David Dries, MSE, MD, FACS, FCCP, MCCM

What is your clinical/professional background?

While in medical school at the University of Chicago Pritzker School of Medicine, they allowed me to finish my master’s degree in engineering at Purdue University.

I went to Duke University Medical Center for surgery training and then, by grace, went to the University of Utah where they were getting ready to do the first pneumatic artificial heart transplantation. Because I had a background in engineering and surgery, I was a logical person to fit into the group. So that was a very exciting time to be in Utah. The people I worked with there included the guy who started dialysis and was called by some the father of the artificial heart.

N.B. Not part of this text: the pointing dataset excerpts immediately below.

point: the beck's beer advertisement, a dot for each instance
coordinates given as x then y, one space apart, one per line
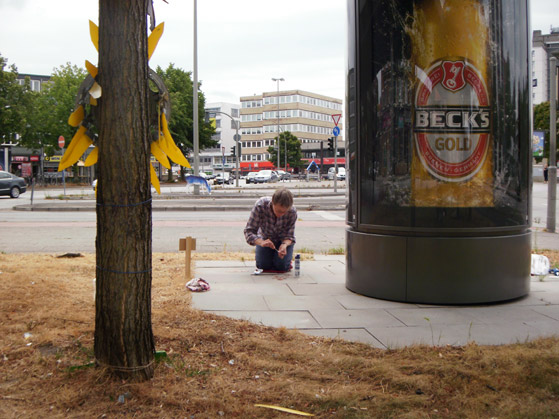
453 145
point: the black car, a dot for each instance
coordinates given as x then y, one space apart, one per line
11 185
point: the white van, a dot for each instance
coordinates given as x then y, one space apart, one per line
340 176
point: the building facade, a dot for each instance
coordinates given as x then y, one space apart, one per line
306 115
19 160
543 47
227 121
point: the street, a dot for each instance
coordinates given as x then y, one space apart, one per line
216 230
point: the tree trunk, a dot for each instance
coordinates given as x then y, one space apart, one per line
123 334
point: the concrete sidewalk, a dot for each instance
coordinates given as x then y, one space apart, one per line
317 303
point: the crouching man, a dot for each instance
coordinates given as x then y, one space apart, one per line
271 228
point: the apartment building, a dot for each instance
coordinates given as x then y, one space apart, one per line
226 117
306 115
543 47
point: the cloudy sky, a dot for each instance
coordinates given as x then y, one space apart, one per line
242 44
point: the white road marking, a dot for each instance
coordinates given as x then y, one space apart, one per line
329 216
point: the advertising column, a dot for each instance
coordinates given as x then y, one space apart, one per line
439 149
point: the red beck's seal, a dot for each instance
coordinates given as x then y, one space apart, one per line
452 120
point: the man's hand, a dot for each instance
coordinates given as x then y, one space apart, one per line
266 243
282 251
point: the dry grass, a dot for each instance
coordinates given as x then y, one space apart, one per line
221 367
552 255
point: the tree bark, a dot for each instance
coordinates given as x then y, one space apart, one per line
123 334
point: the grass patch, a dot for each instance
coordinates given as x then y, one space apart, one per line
220 367
340 250
552 255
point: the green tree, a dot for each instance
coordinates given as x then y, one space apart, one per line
541 123
179 84
12 109
47 112
293 151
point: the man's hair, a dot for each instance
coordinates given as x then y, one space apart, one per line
283 197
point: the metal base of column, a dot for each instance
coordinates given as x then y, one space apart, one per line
438 270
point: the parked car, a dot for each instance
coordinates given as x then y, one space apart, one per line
283 175
265 176
11 184
340 175
250 177
220 179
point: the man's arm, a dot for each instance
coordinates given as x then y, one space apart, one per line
251 228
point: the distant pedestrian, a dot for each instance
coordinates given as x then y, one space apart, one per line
271 228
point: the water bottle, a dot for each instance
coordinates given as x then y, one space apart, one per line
297 265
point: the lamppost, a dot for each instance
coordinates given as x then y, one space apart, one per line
277 98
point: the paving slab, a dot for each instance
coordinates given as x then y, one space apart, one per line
353 335
233 290
503 315
301 302
289 319
353 301
432 315
455 335
319 289
338 319
318 304
211 301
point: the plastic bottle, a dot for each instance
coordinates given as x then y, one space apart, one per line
297 265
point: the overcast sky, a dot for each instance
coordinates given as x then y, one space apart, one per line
242 44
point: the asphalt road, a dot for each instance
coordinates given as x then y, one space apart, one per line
321 226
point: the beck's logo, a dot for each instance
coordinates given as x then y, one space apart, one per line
452 120
453 75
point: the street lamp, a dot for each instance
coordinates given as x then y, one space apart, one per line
277 98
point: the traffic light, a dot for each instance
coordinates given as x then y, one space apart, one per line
331 144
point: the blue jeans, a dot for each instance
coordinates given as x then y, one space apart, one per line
268 259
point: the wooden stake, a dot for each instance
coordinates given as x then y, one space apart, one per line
187 244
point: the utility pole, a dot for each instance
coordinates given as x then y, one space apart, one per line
195 102
552 168
277 98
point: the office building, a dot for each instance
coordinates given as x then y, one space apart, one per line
306 115
543 47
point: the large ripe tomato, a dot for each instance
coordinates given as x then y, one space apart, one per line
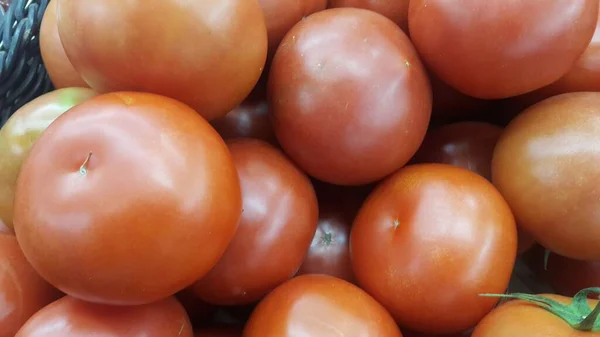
428 240
396 10
349 97
22 291
22 130
208 54
498 48
547 166
279 219
282 15
59 68
532 318
329 251
320 305
127 198
70 317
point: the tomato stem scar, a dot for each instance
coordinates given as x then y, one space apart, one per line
578 314
83 167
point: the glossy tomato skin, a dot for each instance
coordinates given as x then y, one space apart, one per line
519 318
320 305
396 11
22 290
546 166
428 240
497 49
61 71
249 120
345 114
129 46
70 317
282 15
154 209
22 130
278 222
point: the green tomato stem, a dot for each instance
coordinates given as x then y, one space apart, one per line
578 314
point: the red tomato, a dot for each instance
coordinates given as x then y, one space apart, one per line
219 332
329 251
498 48
346 114
208 54
396 10
279 219
250 119
70 317
59 68
22 291
428 240
546 165
282 15
126 199
22 130
520 318
320 305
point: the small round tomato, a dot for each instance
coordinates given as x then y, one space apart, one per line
428 240
22 290
320 305
396 10
219 332
346 114
329 251
208 54
126 198
250 119
61 71
531 317
279 219
70 317
547 165
22 130
497 48
282 15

After I finished my surgical training I was in Chicago for a few years, where I ran critical care units and helicopter programs. I was fortunate to work with some incredibly good researchers and teachers. I still have some of the slides and physicnumic principles they taught me.

I stayed in Chicago until the late 90s and spent a short time at the University of Michigan where I met some very stimulating people, but then was recruited here [to Regions Hospital] where again I worked with some world-class people.

Can you describe your role?

At Regions Hospital I’m the division head for surgery. Within HealthPartners Medical Group I’m also a division leader for surgery. At the University of Minnesota I am a professor in three disciplines: I have an endowed chair in surgery, but I’m also a professor of emergency medicine and anesthesiology. Again, I am fortunate I can straddle many disciplines. There are a lot of lessons that they have to teach each other, and that has been very simulating and enjoyable.

With respect to education at Regions Hospital, Dr. Felix Ankel is one of the first people I met and bonded with as I got engaged here. We found we had a similar view of managing clinical problems and training younger physicians and surgeons not only to care for patients but to work together as effective teams. I think at times because the Emergency Medicine Program is willing to expose its residents to other disciplines, our program has been immeasurably strengthened. For example, our residents will have the knowledge of emergency medicine but also the knowledge of surgeons in the management of trauma. Trauma traditionally is a surgical problem, but our team is very sophisticated in part because of the interdisciplinary way that we do the work.

Can you tell us about working with trainees?

It’s collaborative and stimulating. Working with trainees for me is a given; they are the future. I am selfishly counting on this generation to take care of me. Anything we can do to invest in the younger generations is a huge plus. Students who aren’t framed by their historical biases tend to ask great questions and they bring fresh insight to the new problems they face.

What do you enjoy the most about the work you do within this program?

One of the things I say with great joy is that no two days are alike. From administering board exams in Chicago to covering trauma in the intensive care unit, to writing a critical care curriculum, to traveling to South America to present an interdisciplinary critical care curriculum – it keeps you on your toes and is very stimulating.

What is one innovative idea that you think could improve your program?

The more we can do to build interdisciplinary and personal contact with people will be the biggest single thing. To the extent that we can find within our various duties to make ourselves available to each other so that we can have conversations about whatever the person sitting in the other chair wants to talk about, we come out ahead.

What has been successful in your program that you think would be helpful for others to know?

The multidisciplinary aspect. Here’s an example: I work with complex abdominal wall problems. Sometimes after surgery the abdominal wall breaks down and the intestines are spilling things onto the abdominal wall. That’s a difficult problem and a lot of people either don’t feel comfortable treating it or don’t have the resources to treat it. I work with a nurse who does wonders crafting individualized wound care dressings. Her husband happens to be an engineer. Together, we patented a technology this year which is sold in every state and internationally to help control this spillage of bowel contents. And we have a second patent that should go in this week or next. The engineer husband couldn’t do it by himself, his wife couldn’t do it by herself and I couldn’t make it happen without them. It’s allowed us to provide a unique service to our patients because of the skills each of us brings to the table.

How does the work you do positively impact patient care?

Continuous learning improves the outcomes of the people we operate on. We learn from one another and we figure out what is going on.

What are you top 3 tips for others with your similar responsibilities?

  1. I couldn’t do something I wasn’t passionate about. I won’t say I don’t get up and feel stressed some days, but I’d rather have a healthy degree of stress than be drowned in boredom.
  2. Variety, multidisciplinary stimulation and wide collaboration are a recipe for an enjoyable work environment. Everyone has something so contribute.
  3. Be willing to look outside one’s silo to see possibilities. With crisis comes opportunity; with change comes information … and sometimes self-realization.